‘Happy is the reader who grasps the sorrow of this book as gravy for the meaty humour’ – The New Moscow Philosophy by Vyacheslav Pyetsukh trans. by Krystyna Anna Steiger

Before the pogroms and turbulence of Soviet Russia, the tenement buildings of Moscow were impressive, to say the least. Heavily fortified with guilt cornices, columns standing-guard at the entrances; each building was a lesson in defending ones honour through conspicuous wealth.

Happily, much of these architectural details have survived the years, albeit the majority require immediate restoration. The insides, however, have changed dramatically. Pre-revolution the reception rooms were a-buzz with a constant flow of people: the maids and cooks muscle-weary from their chores, the smells changing with each task – sometimes pleasant but often not – always the option, though, of retreating to privacy and solitude in the many upper rooms.

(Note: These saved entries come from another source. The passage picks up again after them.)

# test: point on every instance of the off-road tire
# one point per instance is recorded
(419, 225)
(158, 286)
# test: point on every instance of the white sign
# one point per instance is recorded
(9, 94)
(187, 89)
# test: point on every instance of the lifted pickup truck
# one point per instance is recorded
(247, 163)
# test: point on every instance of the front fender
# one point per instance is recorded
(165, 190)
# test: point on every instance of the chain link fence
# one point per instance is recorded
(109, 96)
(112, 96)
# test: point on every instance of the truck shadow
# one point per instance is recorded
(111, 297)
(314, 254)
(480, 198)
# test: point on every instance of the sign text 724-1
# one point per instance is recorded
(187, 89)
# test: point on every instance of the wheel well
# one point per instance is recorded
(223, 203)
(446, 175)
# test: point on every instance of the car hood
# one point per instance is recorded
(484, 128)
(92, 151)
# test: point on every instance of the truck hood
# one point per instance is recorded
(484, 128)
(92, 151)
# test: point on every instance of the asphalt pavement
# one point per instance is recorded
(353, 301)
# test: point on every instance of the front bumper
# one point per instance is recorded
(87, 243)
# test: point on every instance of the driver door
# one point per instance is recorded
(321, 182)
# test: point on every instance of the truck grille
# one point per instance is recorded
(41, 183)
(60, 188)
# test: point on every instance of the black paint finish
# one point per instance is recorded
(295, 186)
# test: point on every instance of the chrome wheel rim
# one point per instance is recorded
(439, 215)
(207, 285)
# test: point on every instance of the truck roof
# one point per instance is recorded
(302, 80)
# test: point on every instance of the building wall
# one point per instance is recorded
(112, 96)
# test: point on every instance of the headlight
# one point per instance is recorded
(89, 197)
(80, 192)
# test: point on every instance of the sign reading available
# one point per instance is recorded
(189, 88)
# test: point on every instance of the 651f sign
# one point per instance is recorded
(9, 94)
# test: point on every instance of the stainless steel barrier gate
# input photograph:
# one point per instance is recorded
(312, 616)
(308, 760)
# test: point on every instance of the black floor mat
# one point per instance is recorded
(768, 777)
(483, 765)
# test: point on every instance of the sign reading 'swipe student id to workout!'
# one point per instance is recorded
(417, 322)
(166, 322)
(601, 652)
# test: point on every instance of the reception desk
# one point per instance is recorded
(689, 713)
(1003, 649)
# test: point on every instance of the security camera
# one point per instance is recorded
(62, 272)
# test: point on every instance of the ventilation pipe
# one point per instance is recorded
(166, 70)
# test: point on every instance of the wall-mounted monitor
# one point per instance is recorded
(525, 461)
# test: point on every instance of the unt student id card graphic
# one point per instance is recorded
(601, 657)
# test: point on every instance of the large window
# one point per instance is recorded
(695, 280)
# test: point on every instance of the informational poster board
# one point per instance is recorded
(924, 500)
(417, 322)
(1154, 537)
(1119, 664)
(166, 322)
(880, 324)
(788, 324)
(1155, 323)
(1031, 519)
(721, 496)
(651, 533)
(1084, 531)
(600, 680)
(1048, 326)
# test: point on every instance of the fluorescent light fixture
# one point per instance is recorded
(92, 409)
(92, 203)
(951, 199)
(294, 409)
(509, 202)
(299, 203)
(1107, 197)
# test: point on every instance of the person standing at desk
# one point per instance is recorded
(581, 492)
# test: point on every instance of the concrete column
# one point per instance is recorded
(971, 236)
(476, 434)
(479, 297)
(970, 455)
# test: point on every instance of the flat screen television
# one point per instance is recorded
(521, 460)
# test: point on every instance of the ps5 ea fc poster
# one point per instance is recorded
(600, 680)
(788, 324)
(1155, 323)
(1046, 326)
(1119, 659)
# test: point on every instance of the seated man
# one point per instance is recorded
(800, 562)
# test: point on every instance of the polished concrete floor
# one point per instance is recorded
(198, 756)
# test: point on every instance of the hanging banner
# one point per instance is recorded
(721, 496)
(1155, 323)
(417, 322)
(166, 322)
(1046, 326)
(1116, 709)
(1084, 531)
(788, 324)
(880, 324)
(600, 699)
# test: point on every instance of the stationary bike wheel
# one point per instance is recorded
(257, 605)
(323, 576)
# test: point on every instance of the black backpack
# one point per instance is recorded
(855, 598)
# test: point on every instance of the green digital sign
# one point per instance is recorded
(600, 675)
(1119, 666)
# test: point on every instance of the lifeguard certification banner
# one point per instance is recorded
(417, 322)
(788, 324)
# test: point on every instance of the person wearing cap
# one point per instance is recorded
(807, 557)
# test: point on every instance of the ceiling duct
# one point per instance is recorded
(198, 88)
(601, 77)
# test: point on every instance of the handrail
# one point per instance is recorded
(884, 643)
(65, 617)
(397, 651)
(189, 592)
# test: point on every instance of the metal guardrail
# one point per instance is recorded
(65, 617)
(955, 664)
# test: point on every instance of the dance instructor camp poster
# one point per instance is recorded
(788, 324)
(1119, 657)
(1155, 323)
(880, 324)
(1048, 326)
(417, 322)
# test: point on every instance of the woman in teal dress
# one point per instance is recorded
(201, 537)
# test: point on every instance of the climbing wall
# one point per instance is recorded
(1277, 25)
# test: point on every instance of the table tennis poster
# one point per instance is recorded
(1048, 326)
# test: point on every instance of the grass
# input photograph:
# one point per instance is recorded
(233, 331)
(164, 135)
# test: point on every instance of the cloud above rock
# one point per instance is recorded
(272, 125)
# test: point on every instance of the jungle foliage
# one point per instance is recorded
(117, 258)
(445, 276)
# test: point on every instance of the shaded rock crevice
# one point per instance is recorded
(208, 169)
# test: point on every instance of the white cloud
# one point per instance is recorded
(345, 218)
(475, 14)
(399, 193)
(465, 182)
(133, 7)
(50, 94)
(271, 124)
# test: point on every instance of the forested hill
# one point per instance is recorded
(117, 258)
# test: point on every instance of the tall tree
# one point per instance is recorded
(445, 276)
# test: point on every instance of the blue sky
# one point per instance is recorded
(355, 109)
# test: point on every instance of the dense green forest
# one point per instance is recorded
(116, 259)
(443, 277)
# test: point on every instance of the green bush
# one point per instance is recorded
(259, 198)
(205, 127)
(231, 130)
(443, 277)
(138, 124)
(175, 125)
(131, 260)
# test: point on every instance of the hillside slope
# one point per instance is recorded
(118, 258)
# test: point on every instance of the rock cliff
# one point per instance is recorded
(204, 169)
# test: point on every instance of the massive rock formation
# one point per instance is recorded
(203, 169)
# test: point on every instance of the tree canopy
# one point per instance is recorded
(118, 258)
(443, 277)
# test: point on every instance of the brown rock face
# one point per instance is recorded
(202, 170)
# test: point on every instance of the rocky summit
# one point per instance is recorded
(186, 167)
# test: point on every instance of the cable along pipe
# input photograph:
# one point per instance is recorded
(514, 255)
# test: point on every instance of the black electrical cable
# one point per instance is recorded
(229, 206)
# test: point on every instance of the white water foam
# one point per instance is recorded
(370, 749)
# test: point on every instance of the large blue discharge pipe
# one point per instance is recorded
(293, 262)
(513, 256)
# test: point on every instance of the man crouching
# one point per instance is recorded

Such extravagance of space and industry is not an option in post-Soviet Russia.

Vyacheslav Pyetsukh makes the claustrophobic post-Soviet atmosphere quite literal, as several families now occupy the space where formerly there was one. To describe the families as vying for calm and space in the remodelled tenement would be a comical description – they fight and desperately argue each day over the most basic of necessities – yet, Pyetsukh makes it comical.

Each room contains a ‘family’; some families are made of a grandmother, daughter, husband and children. Another ‘family’ is a cranky old gentleman who cares for a store of pickling jars as if they were an expectant wife. He covers them with his mattress and counts them everyone morning and night.

Waking early doesn’t help ease the strain. Tenants find the communal latrine occupied by a precocious child pretending to read the newspaper. It doesn’t help that the child is asleep and the newspaper upside down, but they dare not disturb his morning ablutions.

Pyetsukh makes eye-watering poverty bearable. His characters and the scenes he sets are fundamentally enjoyable despite the circumstances, absurdity is common, and carefully developed throughout is an abundance of pathos and a care in showing lightness even during the darkest times.

It also helps that this is a murder mystery, in the campest, most delicious way.

Space is tight, disagreements are a daily occurrence, and added to this melting pot is the disappearance of the landlady – the catalyst that turns an otherwise argumentative bunch into suspected murderers. All are implicated in her vanishing as every tenant stands to gain from the ballot for her room.

Two protagonists – would-be Holmes and Watson, if not for the fact that they are also tenants – raise an eyebrow to the situation and attempt to unravel the mystery, out of boredom as much as anything else.

Their gallows-humour is verdant, helping Nikita Ivanovich Belotsvetov and Vasily Chinarikov to steal the show in this thin but by no means short book. Their dialogue is fiery and rapacious, as well as filled with the exegesis and experimentation you would expect from Russian writing.

The equivalent is an Agatha Christie novel where the room is filled with all the guests of a party and one of them must be the killer – plus they all have long names, big beards and say samovar a lot.

Although the dialogue can be winding and the poverty feels anachronistic at times, there is as much to be said about Pyetsukh’s ingenuity as there was for Dostoyevsky’s in writing Crime and Punishment, on which Pyetsukh’s is loosely based.

Even without this comparison, there are dramatic parallels to be drawn between The New Moscow Philosophy and the great titles of Russian literature. His humour is traditional, but thrilling and foreboding in ways that Dostoyevsky and Gogol may have found difficult. A grain of wheat is a sorry affair, a child’s sticky hand is a weapon; such images are not naturally drawn but fall completely in synch with Pyetsukh’s scenarios.

Any Cop?: Happy is the reader who grasps the sorrow of this book as gravy for the meaty humour. With that recipe, Pyetsukh’s future popularity can be certified.